Cinquemila gli anziani a rischio, 76mila quelli soli. Scatta il piano anti caldo per assistere gli over 60 e, di fatto, la nuova amministrazione comunale ricalca le iniziative già impostate dalla giunta Moratti. «In tante cose stiamo facendo un cambiamento radicale, ma quelle che funzionano le conserviamo» ammette l’assessore alle Politiche sociali, ringraziando i suoi predecessori. E così tornano i pasti a domicilio, gli ingressi gratuiti in piscina, il buono taxi, le escursioni al parco Nord, la consulenza medica. Non ci sarà più il pranzo con il sindaco al Marriott Hotel a Ferragosto («peccato - commenta l’ex assessore Mariolina Moioli - gli anziani ci tenevano»), ma in compenso verranno organizzate numerose tavolate in varie zone della città, soprattutto nelle periferie.
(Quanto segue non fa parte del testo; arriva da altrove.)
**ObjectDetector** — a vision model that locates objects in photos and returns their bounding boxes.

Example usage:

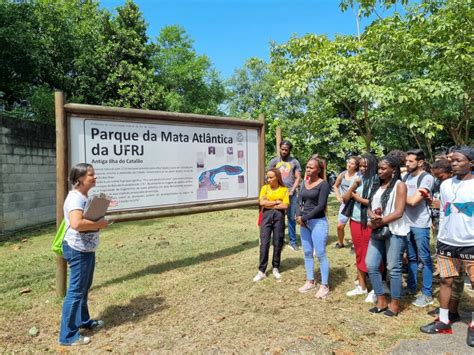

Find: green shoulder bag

[51,218,67,256]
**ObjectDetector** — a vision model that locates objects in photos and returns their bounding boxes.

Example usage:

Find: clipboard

[83,196,111,222]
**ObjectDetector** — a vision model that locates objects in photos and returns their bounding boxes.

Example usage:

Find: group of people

[253,141,474,346]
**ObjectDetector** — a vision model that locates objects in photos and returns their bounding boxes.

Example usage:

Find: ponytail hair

[369,154,401,211]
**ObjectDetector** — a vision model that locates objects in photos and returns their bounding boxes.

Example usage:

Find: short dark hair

[387,149,407,167]
[69,163,94,187]
[407,149,425,161]
[431,159,452,173]
[280,140,293,150]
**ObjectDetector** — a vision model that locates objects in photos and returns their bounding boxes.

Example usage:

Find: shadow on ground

[92,240,258,290]
[95,295,168,328]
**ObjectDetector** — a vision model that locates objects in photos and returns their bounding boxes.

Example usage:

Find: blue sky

[100,0,392,78]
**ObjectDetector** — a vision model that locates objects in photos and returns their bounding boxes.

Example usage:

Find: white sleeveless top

[372,180,410,237]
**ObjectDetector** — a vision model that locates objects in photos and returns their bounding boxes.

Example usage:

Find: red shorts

[350,219,372,272]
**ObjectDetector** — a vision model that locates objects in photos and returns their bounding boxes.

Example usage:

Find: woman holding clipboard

[59,163,109,346]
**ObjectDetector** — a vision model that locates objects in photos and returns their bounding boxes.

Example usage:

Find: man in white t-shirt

[403,149,434,307]
[420,146,474,347]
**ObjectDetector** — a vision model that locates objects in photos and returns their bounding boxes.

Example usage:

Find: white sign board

[69,115,258,211]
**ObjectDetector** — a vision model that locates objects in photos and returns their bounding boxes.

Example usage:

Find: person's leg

[258,210,273,273]
[272,211,285,269]
[311,218,329,286]
[287,193,298,246]
[365,239,387,309]
[411,228,433,297]
[406,227,418,293]
[336,203,348,248]
[450,272,464,314]
[350,220,371,290]
[301,220,314,281]
[77,253,95,328]
[59,242,89,345]
[385,234,406,314]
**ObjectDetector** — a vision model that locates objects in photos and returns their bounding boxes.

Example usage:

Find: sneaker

[272,267,281,280]
[289,244,300,251]
[466,322,474,347]
[420,318,453,334]
[314,285,329,299]
[364,290,377,303]
[253,270,267,282]
[402,288,416,297]
[411,294,433,307]
[59,335,91,346]
[298,281,316,293]
[346,285,367,297]
[81,319,105,329]
[428,307,461,324]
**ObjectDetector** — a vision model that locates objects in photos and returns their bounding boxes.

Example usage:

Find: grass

[0,200,472,354]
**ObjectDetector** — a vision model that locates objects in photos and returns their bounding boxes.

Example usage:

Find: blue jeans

[365,234,406,300]
[301,217,329,285]
[287,191,298,245]
[59,241,95,345]
[407,227,433,296]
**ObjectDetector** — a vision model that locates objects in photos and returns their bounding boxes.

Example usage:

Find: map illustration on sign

[198,165,244,191]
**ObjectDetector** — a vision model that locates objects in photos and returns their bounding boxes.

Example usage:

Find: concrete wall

[0,114,56,235]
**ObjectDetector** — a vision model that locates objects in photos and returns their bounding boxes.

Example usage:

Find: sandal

[383,309,398,317]
[369,306,388,313]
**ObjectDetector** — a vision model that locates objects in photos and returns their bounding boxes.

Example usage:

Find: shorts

[337,202,349,224]
[436,241,474,282]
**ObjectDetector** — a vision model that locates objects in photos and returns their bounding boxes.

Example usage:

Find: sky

[100,0,392,79]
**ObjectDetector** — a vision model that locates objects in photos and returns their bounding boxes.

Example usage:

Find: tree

[0,1,39,109]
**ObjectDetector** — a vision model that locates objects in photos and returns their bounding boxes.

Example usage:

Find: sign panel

[69,115,258,211]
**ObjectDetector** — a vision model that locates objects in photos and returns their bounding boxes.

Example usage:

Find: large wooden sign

[55,92,265,294]
[56,93,264,224]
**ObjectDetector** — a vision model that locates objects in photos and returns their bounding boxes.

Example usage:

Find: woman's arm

[69,210,109,232]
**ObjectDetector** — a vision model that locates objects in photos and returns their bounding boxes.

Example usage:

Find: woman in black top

[296,158,329,298]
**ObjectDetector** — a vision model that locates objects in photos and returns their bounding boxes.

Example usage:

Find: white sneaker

[365,290,377,303]
[253,270,267,282]
[346,285,367,297]
[298,281,316,293]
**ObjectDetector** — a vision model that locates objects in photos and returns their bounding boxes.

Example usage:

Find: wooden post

[54,91,68,297]
[258,113,265,191]
[275,127,281,157]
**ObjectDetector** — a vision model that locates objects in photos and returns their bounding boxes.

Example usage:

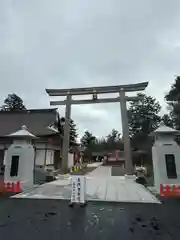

Sarà potenziato anche il servizio di assistenza ai disabili per cui la nuova giunta Pisapia ha investito 45mila come integrazione ai 470mila euro già stanziati dall’amministrazione Moratti. Risolti i problemi legati all’assistenza dei sordomuti: è stato introdotto un nuovo servizio di richiesta di aiuto via sms. Per il resto funziona il numero verde 800.777.888, dietro cui si nasconde un interno mondo di volontari. Ci sono gli esperti della protezione civile, che tengono sotto controllo il meteo e lanciano l’allarme caldo quando il termometro supera certe temperature. Ci sono gli operatori Asl che, in caso di emergenze, allertano gli ospedali per liberare posti letto. Ci sono i volontari, che consegneranno 24mila pasti a domicilio e accompagneranno gli anziani soli a fare visite mediche e spese urgenti. E poi ci sono i «pony della solidarietà», un mini esercito di volontari, arruolati da Telecom, pronti a rispondere alle richieste degli anziani anche nel cuore di agosto. Infine ci sono i medici di base che conoscono il quadro medico degli anziani e che sono a disposizione dei volontari per consulenze e sostegno. Insomma, la squadra anti caldo è pronta a far fronte all’emergenza più acuta. Anche se, a dir la verità, quest’anno le previsioni sembrano essere clementi. Dall’anno prossimo si cercherà di estendere il servizio di assistenza anche di sera. «Per ora il numero verde è attivo fino alle ore 19 - spiega Majorino - ma è giusto che funzioni anche nelle ore serali, sia per le emergenze, sia per aiutare gli anziani a sentirsi meno soli».
In base ai dati raccolti dall’Asl, gli anziani over 75 a Milano sono 162.480, quelli con un reddito inferiore agli 11mila euro sono 14.300, quelli con malattie croniche quasi 14mila.